The key to any financial asset management system is an asset register, usually with functionality built around the records in that register. Some help desk systems have asset registers, although they rarely give the functionality and accessibility required to effectively manage assets. Low cost asset registers mostly do not give the flexibility to configure their application as needed.

If you are looking for a financial asset management system, make sure that you pick the one with features that will jive with the needs of your company. Go with financial asset management systems  that has the following attributes.

  • A simple asset register to assist with corporate governance
  • Asset KPI reports and asset performance reporting
  • Asset lifestyle management
  • Financial asset management and depreciation calculation
  • Keeping machinery maintained with planned maintenance
  • Tagging and periodically barcoding scanning assets to ensure correct inventory

If you are a company that will usually gain all of the financial asset management system benefits above that are relevant to them, and the following unexpected financial asset management system benefits will usually apply.

  • Easy reporting on elements of the inventory by different classifications
  • Reuse and visibility of assets placed in storage
  • Visibility of the reliability of assets by user, model and manufacturer
  • Reduction in asset purchase costs via reuse and price comparison
  • Asset register automatically kept up to date via integration to other systems
  • Other systems kept up to date via integration with the asset manager software
  • Email alerts on important events like capital acquisitions and disposals
  • Help desk that instantly attach an asset to an incident to facilitate quick resolution

 

 

post trade processing

Comparing Investment Accounting Software Packages

The investment accounting software package that you select can have a significant on your organization. Some investment accounting software packages are simple while others are complex and involve many users with different access levels to data. Whatever the size of your business, your investment accounting software should give you a way to record transactions and get a better understanding of your business operations.

Assess your needs. Put together a committee that is made up of members of various departments with no more than 7 members. Have every member analyze the needs of their department. Analyze how these tasks are done and come up with plans to show how its efficiency can be increased with an improved accounting system.

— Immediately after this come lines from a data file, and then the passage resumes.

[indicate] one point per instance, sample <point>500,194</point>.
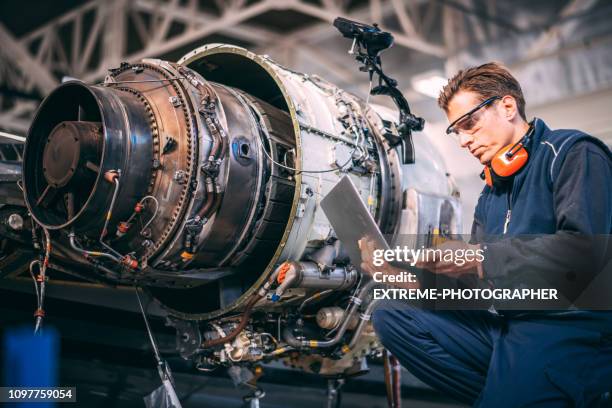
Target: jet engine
<point>200,182</point>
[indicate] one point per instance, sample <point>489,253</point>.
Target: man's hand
<point>368,247</point>
<point>452,266</point>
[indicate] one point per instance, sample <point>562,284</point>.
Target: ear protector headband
<point>508,161</point>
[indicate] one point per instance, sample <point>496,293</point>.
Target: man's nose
<point>465,139</point>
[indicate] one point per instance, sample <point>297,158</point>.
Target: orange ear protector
<point>508,161</point>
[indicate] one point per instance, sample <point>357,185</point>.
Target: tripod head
<point>368,42</point>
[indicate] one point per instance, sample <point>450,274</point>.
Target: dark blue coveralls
<point>543,359</point>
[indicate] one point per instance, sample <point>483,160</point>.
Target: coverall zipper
<point>509,211</point>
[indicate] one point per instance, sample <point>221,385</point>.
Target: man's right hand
<point>368,246</point>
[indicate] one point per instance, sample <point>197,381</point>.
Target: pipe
<point>75,246</point>
<point>355,303</point>
<point>363,319</point>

If you do not have the time or manpower to do so, consider hiring an independent consultant to assess your business and give an investment accounting software package recommendation.

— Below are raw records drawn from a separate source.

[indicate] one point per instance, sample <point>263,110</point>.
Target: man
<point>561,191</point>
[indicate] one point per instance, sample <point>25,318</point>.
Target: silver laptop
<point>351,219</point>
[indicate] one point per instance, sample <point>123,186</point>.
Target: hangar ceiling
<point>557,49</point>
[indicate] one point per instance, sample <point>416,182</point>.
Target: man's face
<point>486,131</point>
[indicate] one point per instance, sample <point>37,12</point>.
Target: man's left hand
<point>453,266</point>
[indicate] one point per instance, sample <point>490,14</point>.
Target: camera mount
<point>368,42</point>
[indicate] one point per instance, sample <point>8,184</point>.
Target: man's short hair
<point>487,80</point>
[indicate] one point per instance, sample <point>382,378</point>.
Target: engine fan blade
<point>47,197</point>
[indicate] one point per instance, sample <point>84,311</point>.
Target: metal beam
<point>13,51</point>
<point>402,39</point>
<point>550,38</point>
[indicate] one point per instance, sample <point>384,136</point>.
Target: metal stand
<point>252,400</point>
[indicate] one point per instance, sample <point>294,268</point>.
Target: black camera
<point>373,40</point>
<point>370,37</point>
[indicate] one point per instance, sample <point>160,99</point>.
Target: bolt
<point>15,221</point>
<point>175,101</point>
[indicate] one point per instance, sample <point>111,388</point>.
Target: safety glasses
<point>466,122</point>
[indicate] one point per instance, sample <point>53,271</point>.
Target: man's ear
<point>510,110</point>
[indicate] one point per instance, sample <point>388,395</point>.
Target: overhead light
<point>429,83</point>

Understand the kinds of accounting software packages. Entry level investment accounting software is for smaller companies with $5 million in sales or less. Companies with sales no more than $100 million and not more than 100 employees usually use small to medium business software. Companies with higher numbers use small to medium enterprise accounting software. Enterprise resource planning software is used by big companies with no more than $500 million sales and 500 employees.

Compare pricing. Entry level investment accounting software can cost between $100 and $2,500 while large companies can pay up to $250,000 and up for an accounting software package. Pricing should not be the most important concern, though. Rather, it should be to ensure that the accounting software package meets the demands of the organization.

Schedule on-site demonstrations. Vendors should be more than happy to let you and other decision makers to test drive the investment accounting software. Discuss how the software can be implemented and integrated into your business. Ask the vendors about installation times and any system requirements for compatibility.

Review the legal consequences. When making a big investment in an investment accounting software package, have your attorney go through the contracts to protect your best interest. Language should be stated in the contract regarding your recourse of the software does not work. Note the cost of maintenance and upgrades to your software.